Words No Bars Can Hold, Literacy Learning in Prison by Deborah Appleman, W.W. Norton & Company, 2019.

“This is the creative life – what Oscar Wilde called the long lovely suicide. If prison is a trapdoor at rock bottom, then writing is the mortar in between the brick you must pry in order to dig your way out.” Chris, Inmate. Excerpt from his essay entitled, “A Certain Kind.”

Words No Bars Can Hold - Literacy Learning in Prison - Deborah Appleman

I must admit that I felt a bit nervous when asked to review this compelling work of non-fiction by Deborah Appleman, Ph.D. Other than the technical healthcare texts in college, my reading had been limited to mostly [by choice] fiction. Yet, since becoming a writer, my choices have greatly expanded. Dr. Appleman opened my eyes to what lay beyond the written word of fictionalized characters and places. In this compelling work, the author brings to life the stark reality of what lies behind cement and barbed-wire walls.

 “Destruction begets destruction and prison kills your spirit; but creativity can resuscitate the soul.” Chris, Inmate

Appleman’s Words No Bars Can Hold, tells the stark reality of her experiences teaching college-level literacy classes within a maximum-security prison to men, where many are serving life sentences. There is no candy-coating of her experiences. She explains the harsh reality between racial, cultural, social, and educational disparities within prison walls. This book induces the reader to open their mind and expand their knowledge of the dehumanizing life of the incarcerated.  Please, do not misunderstand me, I am a firm believer that if someone commits a crime, they must be held accountable for their actions. I will admit though, that under these circumstances, it is so easy to make assumptions and fall into society’s expectation of dehumanizing the criminal. Yet, Dr. Appleman, through her work and the words of the inmates she teaches, will have you thinking otherwise. In her book, Appleman reflects on what [literacy] education and creative writing provide the inmates by [their] self-reflection, self-identification, the opportunity to voice themselves, and what led them to an incarcerated life.

“I am a man with hopes and dreams, regrets, and aspirations. I have a soul, a mind, and yes, a heart, even if society doesn’t believe me.” Zeke, Inmate

My first [personal] exposure to an incarcerated person, Theresa, was over twenty-five years ago. Yet I can still remember her to this day. At the time, I worked in a large inner-city tertiary medical facility providing care to women with high-risk pregnancies. My job and that of my co-worker was to monitor uterine and fetal activity using state-of-the-art technology. The morning Theresa and I first met was like any other. Going to the waiting room, I called out her name. Two armed officers stood, then Theresa. I introduced myself and told her what I would be doing for her and her baby that morning. That day, she never made eye contact with me. In my naivete’ I couldn’t help but stare at her orange jumpsuit and shackles that accentuated her protruding abdomen. After many tri-weekly visits, at her last, Theresa thanked me. For what, I asked. “For treating me like a human being.”

“Everyone’s better than the worst they’ve ever done.” Willie X Lloyd formerly incarcerated student.

Incarceration and education have opposing goals. Education is to liberate, where incarceration is to constrain. Still, Dr. Appleman has proven through her work that these two can successfully be combined in releasing the incarcerated mind. In this book, she gives insight into the interests, needs, and abilities of her students. Reading their poignant stories and poems captured within this book will have you believe that many of these are awarded authors, highly educated persons, and well-read men, not inmates behind bars.

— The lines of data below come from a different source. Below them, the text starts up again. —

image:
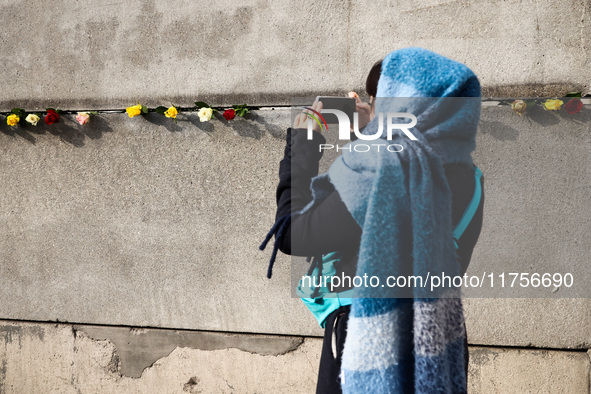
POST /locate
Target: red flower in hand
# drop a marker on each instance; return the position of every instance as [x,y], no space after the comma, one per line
[51,117]
[229,114]
[574,106]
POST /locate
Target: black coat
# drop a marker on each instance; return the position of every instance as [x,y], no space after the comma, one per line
[329,226]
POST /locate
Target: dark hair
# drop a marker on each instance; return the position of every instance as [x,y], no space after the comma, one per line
[371,85]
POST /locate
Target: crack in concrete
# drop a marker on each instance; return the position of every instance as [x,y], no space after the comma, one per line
[138,349]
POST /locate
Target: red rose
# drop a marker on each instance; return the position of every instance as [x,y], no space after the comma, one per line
[51,117]
[229,114]
[574,106]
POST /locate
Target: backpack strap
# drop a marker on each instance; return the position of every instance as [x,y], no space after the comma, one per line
[471,209]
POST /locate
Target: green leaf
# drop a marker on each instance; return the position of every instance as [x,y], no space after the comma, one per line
[161,110]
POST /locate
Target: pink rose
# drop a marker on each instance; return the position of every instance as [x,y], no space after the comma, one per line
[82,117]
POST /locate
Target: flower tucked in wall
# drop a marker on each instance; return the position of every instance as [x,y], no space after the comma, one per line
[573,106]
[229,114]
[243,109]
[519,107]
[16,115]
[32,119]
[52,116]
[12,120]
[553,104]
[205,112]
[170,112]
[136,110]
[82,118]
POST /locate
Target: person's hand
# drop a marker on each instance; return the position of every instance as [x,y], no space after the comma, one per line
[363,109]
[301,121]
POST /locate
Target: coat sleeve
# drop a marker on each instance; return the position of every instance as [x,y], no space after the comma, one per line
[327,227]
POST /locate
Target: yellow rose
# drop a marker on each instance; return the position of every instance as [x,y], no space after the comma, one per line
[171,112]
[12,120]
[205,114]
[519,107]
[553,104]
[134,111]
[32,119]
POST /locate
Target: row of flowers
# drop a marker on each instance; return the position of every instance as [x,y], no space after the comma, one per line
[572,106]
[204,111]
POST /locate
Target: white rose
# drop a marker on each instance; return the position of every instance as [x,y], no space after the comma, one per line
[32,119]
[205,114]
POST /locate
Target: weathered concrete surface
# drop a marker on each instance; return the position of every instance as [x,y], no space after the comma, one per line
[43,357]
[144,222]
[494,370]
[109,54]
[55,358]
[139,348]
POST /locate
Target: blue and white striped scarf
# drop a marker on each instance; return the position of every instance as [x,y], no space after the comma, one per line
[402,203]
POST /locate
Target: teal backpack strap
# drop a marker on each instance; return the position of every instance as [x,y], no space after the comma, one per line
[471,209]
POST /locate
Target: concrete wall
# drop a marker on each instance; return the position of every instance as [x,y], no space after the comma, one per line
[73,54]
[129,246]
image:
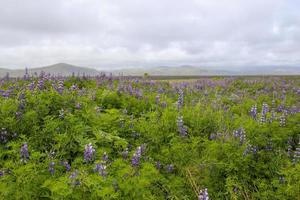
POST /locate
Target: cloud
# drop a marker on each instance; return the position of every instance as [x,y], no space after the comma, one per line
[111,33]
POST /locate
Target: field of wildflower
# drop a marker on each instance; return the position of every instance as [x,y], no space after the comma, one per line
[111,137]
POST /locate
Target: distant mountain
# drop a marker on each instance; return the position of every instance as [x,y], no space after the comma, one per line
[62,69]
[185,70]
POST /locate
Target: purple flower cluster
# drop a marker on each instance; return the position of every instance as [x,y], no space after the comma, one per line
[253,111]
[170,168]
[264,111]
[282,120]
[181,128]
[3,136]
[125,154]
[135,160]
[24,153]
[66,165]
[101,169]
[74,179]
[240,133]
[51,167]
[105,157]
[250,149]
[180,99]
[203,195]
[89,152]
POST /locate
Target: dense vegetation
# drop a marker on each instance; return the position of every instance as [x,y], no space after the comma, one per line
[121,138]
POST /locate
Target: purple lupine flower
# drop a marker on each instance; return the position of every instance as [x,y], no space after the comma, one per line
[157,99]
[125,154]
[158,165]
[101,169]
[212,136]
[180,99]
[61,113]
[297,153]
[18,114]
[66,165]
[181,128]
[89,152]
[282,120]
[240,133]
[253,112]
[164,104]
[250,149]
[78,106]
[170,168]
[60,87]
[264,111]
[105,157]
[203,195]
[74,179]
[51,168]
[74,175]
[40,84]
[3,136]
[24,153]
[74,87]
[135,160]
[281,180]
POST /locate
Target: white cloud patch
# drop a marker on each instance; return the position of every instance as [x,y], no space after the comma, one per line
[127,33]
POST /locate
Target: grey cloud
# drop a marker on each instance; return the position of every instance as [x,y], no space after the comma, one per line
[111,33]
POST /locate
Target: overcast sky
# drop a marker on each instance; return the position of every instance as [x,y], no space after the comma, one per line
[129,33]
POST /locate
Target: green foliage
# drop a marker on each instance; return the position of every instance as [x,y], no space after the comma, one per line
[119,115]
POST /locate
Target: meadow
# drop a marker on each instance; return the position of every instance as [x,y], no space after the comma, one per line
[111,137]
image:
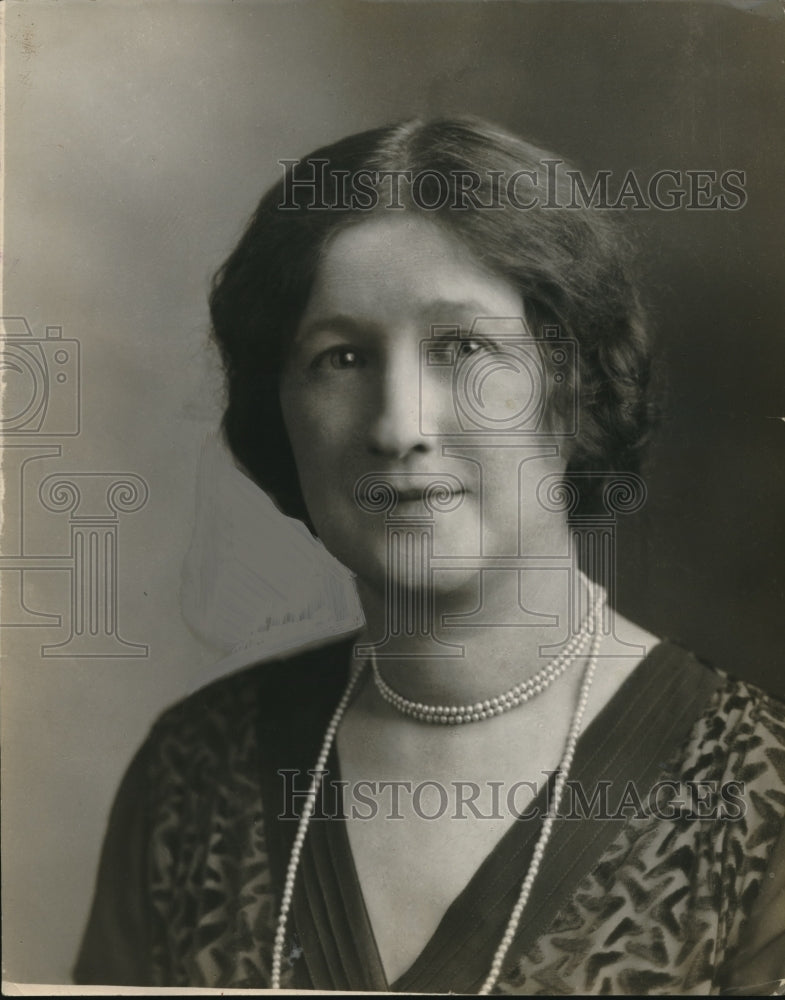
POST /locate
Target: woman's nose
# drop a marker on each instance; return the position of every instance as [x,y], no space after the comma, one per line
[395,428]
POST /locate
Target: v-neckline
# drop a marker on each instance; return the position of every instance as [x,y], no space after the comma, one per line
[631,737]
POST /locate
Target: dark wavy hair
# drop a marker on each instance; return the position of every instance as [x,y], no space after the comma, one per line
[570,264]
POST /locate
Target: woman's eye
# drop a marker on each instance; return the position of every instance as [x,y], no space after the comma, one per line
[469,347]
[340,358]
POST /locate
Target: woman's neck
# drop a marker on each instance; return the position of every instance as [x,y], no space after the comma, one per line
[496,645]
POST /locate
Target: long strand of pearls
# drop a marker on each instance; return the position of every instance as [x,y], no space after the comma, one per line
[547,826]
[451,715]
[302,829]
[598,600]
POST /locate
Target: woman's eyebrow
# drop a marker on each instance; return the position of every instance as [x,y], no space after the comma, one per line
[455,308]
[351,326]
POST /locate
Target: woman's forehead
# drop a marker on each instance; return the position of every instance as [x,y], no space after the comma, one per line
[406,263]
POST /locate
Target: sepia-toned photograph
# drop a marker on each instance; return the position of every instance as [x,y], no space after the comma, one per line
[392,434]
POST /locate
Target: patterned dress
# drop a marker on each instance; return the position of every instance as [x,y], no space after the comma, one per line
[671,881]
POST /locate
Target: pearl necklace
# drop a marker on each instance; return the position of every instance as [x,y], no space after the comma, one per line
[452,715]
[562,775]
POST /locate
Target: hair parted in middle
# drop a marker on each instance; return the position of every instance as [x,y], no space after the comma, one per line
[570,263]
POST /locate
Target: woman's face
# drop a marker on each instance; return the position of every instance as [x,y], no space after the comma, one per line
[369,387]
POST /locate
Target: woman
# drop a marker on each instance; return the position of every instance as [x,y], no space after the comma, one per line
[428,344]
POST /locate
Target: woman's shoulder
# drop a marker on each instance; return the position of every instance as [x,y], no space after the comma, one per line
[232,708]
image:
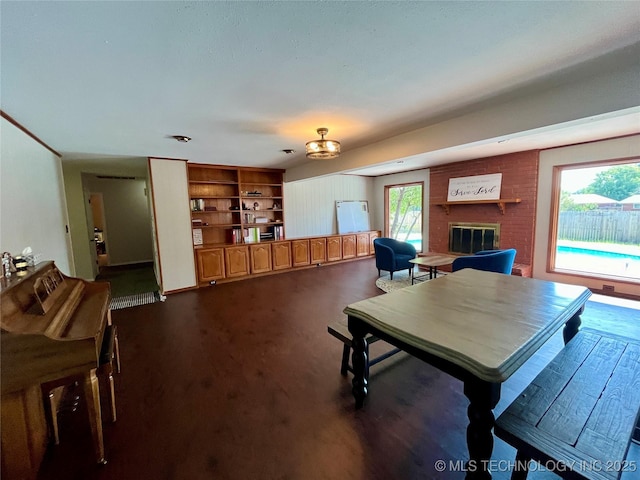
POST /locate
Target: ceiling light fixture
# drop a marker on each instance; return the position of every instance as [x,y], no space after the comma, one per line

“How do I come into this classroom as a free thinker when I’m not a free man?” Doppler, Inmate.
The men she teaches use some form of writing to tell of their pain, sorrow, regrets, and hopes. The world needs to hear their stories, and Ms. Appleman tells it so expressively. Most importantly, she tells us what her carceral students want to portray to the world through their literary works, by avoiding their mistakes, helping others make different choices, and take nontoxic paths. Their literary works create an identity worth reading and remembering.

Dr. Appleman brings up some very thought-provoking issues that won’t be easily resolved. For some, [prison] is a broken system with a revolving door. Writing is not for everyone, as Dr. Appleman aptly points out. Still, I can’t help but think that if there had been such a program for my patient, Theresa at the time of her incarceration, would the avenue of literary education have provided her some sense of self-worth and directed her on a different, societally approved path.

I believe that Words No Bars Can Hold should be required reading for every educator from administrators to counselors to teachers and, importantly, parents.  Starting [sadly] in grade school with the hopes of getting to young minds early, giving them a reason to remain out of the prison system.

“I will leave here in a pine box. I want you to reach out to those high school kids while there is still time.” Inmate.

Prison literacy programs like those taught by Dr. Appleman opens a world of expressive freedom for the incarcerated through the written word. Take the time to read, absorb, and pass on this thought changing book by respected educator and author, Deborah Appleman.